"The older I get, the more I look like her," says Dubow, who "shops" in Beck's Wynnewood closet once a year. "I certainly dress like her and have her demeanor."
Naturally, when Dubow decided to become a judge, her mother raised no objection. In fact, she ran her campaign.
"She clearly was 'the mother,' and very protective of Alice," says Dave Glancey, former head of the city's Democratic Party. "At the same time, she was emotionally invested in winning."
The emotion even expressed itself in Dubow's choice of garment at her emotional swearing-in ceremony July 30 - her mother's judicial robe. (Dubow managed not to cry, winning a bet with her husband and kids.)
"If I had to imagine the most perfect adult relationship between a child and mother, this is the one," says local lawyer David Fineman, an adviser for Dubow's campaign.
The Hon. Alice Dubow still wears Mom's robes every day in Family Court. "I feel her monogram on my back," she says. "Her voice is always in my head."
It is an impressive voice. The first woman to sit on the Pennsylvania Superior Court, Beck stepped down after 24 years in December 2005. In addition to her work at the Barnes, she is chair of the Independence Foundation.

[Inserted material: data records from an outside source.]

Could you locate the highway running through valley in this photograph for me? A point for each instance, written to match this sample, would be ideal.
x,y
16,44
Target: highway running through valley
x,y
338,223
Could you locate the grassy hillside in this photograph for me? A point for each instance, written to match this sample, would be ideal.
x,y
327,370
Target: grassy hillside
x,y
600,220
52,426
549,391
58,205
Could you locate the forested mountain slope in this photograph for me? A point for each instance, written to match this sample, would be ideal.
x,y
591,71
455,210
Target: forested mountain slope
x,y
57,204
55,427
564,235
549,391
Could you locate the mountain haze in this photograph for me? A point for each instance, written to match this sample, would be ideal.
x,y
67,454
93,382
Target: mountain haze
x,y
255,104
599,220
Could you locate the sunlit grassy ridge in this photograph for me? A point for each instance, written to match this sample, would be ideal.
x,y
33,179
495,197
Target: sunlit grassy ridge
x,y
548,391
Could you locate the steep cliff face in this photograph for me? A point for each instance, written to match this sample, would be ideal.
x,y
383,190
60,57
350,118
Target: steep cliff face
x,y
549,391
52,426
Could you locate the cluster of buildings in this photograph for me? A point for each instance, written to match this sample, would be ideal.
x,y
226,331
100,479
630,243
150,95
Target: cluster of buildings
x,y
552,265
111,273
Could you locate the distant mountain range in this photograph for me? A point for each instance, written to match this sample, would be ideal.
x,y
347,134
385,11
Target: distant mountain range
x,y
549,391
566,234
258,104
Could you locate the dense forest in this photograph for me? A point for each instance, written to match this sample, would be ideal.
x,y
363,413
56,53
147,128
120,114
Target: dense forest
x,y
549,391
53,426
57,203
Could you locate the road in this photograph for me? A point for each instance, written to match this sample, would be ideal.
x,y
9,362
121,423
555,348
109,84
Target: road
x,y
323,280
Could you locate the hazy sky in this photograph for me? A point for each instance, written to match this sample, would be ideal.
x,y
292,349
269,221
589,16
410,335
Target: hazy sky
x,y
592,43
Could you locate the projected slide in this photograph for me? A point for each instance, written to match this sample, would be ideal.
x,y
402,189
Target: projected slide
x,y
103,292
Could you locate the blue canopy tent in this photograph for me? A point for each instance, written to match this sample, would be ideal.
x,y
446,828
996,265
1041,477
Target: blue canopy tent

"My mother never pushed me to become a judge," says Dubow, formerly deputy general counsel at Drexel. "To a certain extent, I liked the power and authority. It doesn't really matter that I will never be as much of a legend as she is."
In the legal community, Beck's opinions were considered "the gold standard," Superior Court Judge Susan Gantman says.
"Judge Beck is a very clear thinker and an outstanding writer," Gantman, 56, explains. "She took cases where legal issues were undefined and defined them in a practical way. . . . Her rulings were rarely overturned."